While the regional Tasmanian market tries to shake off the industrial downturn, some positive signs are emerging for the island state. 

Hobart recorded steady growth in the 12 months to November, with values rising 4.4 per cent, according to CoreLogic RP Data. Hobart scored higher value growth than Perth, Adelaide and Canberra.

However, Hobart’s three-year house value growth is still behind the capital city average of 10.8 per cent, the figures show.

According to SQM Research, in the 12 months to November, the asking price for units grew by 2.1 per cent. Over a three-year period, asking price growth in the city grew by a healthy 6.3 per cent.

SQM also reports positive asking price growth for houses in the city.

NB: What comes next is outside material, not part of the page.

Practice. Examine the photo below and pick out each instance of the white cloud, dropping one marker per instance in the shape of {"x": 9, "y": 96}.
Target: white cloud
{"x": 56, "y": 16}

Asking prices for houses grew by 2.6 per cent in the 12 months leading to November and 1.2 per cent over the past three years.

While Hobart continues to record modest growth, Herron Todd White says that Tasmania’s regional market has been negatively affected by the manufacturing and mining downturns.

The property group reports that the closures of such economic hubs have caused “resultant ripples in their corresponding local markets”.

“Closures or contraction of manufacturing near George Town, forestry in the Scottsdale region, Triabunna’s wood chip mill and mining in Queenstown have seen higher stock levels of residential properties listed for sale and declines in capital values within these sub-markets,” Herron Todd White’s November property report reveals.

While regional Tasmania has experienced employment issues of late, proposed new irrigation schemes may revitalise certain areas. The five schemes have been championed as essential to the country’s agricultural productivity by major media outlets like the ABC, and are currently under consideration for federal funding, the report says.

Locations that should see the benefits of the scheme include Scottsdale, Swan Valley, North Esk, Circular Head and the Southern Highlands.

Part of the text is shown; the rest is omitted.